Even as one election-fraud case in Lincoln County, W. Va., comes to a close, another case in Troy, N.Y., continues.Still, Attorney General Eric Holder asserts that voter fraud is “uncommon,” in defending the Justice Department’s lawsuit to stamp out voter ID laws in South Carolina and potentially other states.
Election fraud is a greater threat to the right to vote than poll taxes and other Jim Crow restrictions, said Horace Cooper, adjunct fellow with National Center for Public Policy Research.
The legal analyst cited “ghost voting” as the biggest problem.
The term “ghost voter” is used to describe dead people that remain on the voter rolls.
“Far worse, than standing up and being seen blocking the vote, this is the contravening of the vote without even having a record or a shadow of it happening,” Cooper told CNSNews.com.
Cooper cited voter fraud and election cases in West Virginia, Colorado, New York state, Wisconsin and various localities to make the point that voter ID laws are needed to protect the integrity of the electoral process.
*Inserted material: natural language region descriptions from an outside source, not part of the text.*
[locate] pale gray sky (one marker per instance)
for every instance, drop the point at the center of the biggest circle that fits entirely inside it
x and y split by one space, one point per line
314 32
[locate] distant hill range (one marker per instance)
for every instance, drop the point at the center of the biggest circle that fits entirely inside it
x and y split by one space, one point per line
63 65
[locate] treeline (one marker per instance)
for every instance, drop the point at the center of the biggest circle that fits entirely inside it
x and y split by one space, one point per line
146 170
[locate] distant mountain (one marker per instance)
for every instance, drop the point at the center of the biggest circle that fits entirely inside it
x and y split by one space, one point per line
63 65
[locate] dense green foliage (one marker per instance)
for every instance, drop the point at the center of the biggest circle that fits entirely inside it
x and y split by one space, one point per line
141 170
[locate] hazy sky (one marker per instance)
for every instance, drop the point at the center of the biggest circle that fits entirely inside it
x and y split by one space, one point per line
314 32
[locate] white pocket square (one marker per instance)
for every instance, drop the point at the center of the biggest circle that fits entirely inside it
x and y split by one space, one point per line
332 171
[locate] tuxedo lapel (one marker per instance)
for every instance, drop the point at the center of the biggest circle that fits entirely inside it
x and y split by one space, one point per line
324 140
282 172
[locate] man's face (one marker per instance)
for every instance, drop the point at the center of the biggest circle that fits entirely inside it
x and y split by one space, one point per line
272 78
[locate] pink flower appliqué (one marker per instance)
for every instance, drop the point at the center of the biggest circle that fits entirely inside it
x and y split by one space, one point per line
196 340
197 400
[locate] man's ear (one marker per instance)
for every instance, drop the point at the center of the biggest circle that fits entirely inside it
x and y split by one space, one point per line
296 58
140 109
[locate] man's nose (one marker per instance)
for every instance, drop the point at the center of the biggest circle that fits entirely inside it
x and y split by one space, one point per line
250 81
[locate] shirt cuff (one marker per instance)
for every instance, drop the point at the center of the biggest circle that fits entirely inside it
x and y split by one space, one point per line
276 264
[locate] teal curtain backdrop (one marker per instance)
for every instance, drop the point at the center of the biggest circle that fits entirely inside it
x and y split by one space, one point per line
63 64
“One of the problems with a ghost voting situation is that it’s very difficult to ascertain when it’s happening,” Cooper said.
Last year, eight states adopted voter ID laws.
Last December, the Justice Department objected to a new South Carolina law that requires voters to show photo IDs to vote and brought suit. In 2008, the U.S. Supreme Court upheld the constitutionality of voter ID laws in Indiana in the decision on Crawford v. Marion County Election Board.
There are more than 3 million dead people still on the voter rolls across America, according to a 2009 study by Aristotle International Inc., a technology firm specializing in political campaigns, while another 12.9 million remain on voter lists in areas where they no longer live. In total about 8.9 percent of all registered voters fall under the category of “deadwood” voters, a term for voters who should not be eligible to vote in a precinct, according to the study.